Classes in R are the basic ways R identifies individual data values. The basic classes are logical (TRUE or FALSE), integer (positive and negative whole numbers and zero), numeric (real numbers) and character (examples: “a”, “this is a character”, etc.). In R, classes can be coerced into other classes, assuming there is some reasonable link, for example R can tell that the character “23” can be coerced into a numeric value 23 using the as.numeric() function. R has a built in function, typeof(), which can be used to identify the class of the data point.
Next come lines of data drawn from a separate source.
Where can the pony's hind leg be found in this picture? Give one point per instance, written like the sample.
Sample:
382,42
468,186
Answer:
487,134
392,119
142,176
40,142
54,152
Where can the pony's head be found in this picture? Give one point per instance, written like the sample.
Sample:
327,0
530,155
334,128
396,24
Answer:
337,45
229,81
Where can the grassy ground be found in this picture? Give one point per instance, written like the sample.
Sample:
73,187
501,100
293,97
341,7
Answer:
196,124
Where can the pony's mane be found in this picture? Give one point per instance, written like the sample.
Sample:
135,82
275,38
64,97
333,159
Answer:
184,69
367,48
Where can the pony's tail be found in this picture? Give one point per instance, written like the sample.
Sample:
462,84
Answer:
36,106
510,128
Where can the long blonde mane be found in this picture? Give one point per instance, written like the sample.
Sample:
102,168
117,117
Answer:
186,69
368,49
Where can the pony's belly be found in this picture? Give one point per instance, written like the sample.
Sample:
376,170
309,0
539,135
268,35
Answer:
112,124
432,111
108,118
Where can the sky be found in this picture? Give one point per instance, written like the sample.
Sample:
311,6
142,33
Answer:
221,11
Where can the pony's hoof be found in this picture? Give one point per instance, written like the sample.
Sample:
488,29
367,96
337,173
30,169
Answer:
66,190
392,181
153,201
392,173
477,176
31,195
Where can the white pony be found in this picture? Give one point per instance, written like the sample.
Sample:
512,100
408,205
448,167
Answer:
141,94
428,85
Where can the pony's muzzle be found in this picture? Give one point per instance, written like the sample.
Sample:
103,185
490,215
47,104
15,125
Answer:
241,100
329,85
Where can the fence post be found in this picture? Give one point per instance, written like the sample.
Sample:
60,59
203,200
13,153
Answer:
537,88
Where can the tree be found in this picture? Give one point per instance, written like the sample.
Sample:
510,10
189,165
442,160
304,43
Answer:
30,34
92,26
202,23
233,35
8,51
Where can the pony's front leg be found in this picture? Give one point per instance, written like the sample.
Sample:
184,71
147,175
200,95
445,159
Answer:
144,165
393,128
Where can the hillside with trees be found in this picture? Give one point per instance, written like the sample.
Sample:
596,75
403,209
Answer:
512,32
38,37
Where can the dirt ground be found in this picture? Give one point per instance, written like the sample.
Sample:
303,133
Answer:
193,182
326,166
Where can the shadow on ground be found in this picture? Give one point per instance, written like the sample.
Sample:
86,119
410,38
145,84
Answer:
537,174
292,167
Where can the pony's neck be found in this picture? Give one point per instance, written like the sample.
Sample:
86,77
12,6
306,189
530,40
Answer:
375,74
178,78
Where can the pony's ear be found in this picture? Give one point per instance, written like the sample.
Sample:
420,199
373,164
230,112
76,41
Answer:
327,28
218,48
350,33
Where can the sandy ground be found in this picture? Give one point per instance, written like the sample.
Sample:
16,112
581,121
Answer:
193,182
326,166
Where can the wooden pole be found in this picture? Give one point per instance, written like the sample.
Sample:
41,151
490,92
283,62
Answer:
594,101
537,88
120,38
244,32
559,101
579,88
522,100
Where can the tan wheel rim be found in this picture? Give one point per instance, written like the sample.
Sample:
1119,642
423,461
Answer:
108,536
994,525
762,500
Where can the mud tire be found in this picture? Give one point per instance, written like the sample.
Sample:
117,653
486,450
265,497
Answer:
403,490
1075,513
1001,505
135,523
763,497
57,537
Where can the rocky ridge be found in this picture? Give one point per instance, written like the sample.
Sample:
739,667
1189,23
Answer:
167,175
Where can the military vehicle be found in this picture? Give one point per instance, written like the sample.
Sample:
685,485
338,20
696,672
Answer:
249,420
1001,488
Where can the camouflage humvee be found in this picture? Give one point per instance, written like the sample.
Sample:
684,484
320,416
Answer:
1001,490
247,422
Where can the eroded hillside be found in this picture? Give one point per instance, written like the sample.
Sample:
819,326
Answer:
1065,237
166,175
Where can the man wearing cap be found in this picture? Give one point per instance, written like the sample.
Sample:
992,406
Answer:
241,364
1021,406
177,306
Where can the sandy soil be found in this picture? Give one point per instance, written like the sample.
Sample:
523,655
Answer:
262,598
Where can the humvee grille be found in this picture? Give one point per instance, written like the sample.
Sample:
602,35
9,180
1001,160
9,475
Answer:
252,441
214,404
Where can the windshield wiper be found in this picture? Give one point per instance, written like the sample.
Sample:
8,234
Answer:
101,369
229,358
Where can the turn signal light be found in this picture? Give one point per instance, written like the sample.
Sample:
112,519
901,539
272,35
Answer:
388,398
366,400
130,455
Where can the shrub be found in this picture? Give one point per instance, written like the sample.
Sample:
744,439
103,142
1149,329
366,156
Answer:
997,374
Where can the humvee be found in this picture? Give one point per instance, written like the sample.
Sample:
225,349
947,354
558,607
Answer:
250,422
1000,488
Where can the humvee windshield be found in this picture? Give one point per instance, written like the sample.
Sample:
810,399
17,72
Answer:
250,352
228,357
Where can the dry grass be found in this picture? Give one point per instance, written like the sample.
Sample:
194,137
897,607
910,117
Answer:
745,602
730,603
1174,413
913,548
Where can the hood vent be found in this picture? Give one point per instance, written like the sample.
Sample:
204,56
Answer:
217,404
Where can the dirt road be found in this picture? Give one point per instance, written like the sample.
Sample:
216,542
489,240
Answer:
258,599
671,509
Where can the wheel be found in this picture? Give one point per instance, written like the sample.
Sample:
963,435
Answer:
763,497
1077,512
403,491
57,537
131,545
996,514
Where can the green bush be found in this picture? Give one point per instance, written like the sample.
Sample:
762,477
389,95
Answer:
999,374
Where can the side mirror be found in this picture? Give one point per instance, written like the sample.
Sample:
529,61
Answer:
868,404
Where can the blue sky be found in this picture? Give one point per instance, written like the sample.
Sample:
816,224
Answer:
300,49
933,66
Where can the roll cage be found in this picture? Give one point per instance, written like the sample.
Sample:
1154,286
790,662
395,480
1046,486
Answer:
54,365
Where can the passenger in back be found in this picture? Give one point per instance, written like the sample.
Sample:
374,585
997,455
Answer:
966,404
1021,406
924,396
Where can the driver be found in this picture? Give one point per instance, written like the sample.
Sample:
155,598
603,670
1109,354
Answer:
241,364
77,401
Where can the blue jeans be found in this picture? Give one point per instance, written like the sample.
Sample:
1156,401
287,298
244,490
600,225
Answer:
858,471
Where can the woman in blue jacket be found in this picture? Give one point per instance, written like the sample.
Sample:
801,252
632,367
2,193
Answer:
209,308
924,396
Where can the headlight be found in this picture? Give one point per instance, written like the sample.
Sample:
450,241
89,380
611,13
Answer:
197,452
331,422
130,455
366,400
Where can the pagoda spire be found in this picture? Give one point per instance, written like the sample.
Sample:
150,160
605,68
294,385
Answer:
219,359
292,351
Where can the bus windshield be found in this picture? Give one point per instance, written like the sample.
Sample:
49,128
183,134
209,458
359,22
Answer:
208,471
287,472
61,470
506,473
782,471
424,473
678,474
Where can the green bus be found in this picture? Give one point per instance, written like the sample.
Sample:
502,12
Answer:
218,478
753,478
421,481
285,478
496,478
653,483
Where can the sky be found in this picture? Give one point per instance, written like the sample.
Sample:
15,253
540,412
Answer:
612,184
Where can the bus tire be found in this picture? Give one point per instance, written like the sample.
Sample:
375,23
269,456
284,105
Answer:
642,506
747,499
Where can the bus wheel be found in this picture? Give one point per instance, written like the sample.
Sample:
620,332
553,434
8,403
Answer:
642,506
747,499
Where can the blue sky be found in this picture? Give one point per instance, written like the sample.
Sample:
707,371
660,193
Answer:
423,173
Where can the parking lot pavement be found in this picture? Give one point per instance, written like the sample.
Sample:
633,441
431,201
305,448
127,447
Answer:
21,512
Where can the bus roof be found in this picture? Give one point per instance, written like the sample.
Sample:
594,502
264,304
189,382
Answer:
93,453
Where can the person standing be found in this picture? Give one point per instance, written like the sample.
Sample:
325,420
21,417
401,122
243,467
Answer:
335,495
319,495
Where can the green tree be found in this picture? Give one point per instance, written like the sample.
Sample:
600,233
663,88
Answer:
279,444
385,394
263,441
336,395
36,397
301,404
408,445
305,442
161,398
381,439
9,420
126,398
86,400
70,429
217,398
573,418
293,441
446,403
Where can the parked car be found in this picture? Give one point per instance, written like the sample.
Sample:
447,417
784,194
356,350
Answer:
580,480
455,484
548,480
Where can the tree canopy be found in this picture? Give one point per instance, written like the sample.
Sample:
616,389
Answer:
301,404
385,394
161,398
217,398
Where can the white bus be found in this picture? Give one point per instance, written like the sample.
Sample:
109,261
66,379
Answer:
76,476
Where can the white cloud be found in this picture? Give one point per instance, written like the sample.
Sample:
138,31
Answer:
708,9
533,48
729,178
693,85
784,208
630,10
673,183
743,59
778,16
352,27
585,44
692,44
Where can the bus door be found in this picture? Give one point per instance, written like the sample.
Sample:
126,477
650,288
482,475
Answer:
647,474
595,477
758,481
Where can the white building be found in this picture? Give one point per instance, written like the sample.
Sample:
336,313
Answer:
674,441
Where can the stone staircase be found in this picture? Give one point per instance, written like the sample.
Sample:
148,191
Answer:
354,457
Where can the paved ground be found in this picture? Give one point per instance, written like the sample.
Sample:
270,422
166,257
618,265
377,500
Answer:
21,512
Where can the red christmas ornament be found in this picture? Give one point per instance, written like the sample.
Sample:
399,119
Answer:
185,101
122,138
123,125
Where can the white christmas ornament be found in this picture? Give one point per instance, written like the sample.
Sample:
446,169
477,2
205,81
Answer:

Data structures are what R uses to store data values. The most basic is a vector, which is a one-dimensional array of values. This could hold a single value (scalar) or multiple values as in (1, 2, 3). Vectors can also be used to hold characters or logical classes, not just numeric or integer values. a matrix is then just a two dimensional vector which is similar to a data frame, but a matrix will have uniform data class, where a data frame can have multiple classes across the columns of the data frame, and will have named columns. A spreadsheet is one of the easiest to understand examples of data frames, though it is important to note that each column vector must have the same length in a data frame. There are also factors, which allows for vectors to be grouped or ordered by providing levels or categories that the elements of the vector align with.
str(iris)
## 'data.frame': 150 obs. of 5 variables:
## $ Sepal.Length: num 5.1 4.9 4.7 4.6 5 5.4 4.6 5 4.4 4.9 ...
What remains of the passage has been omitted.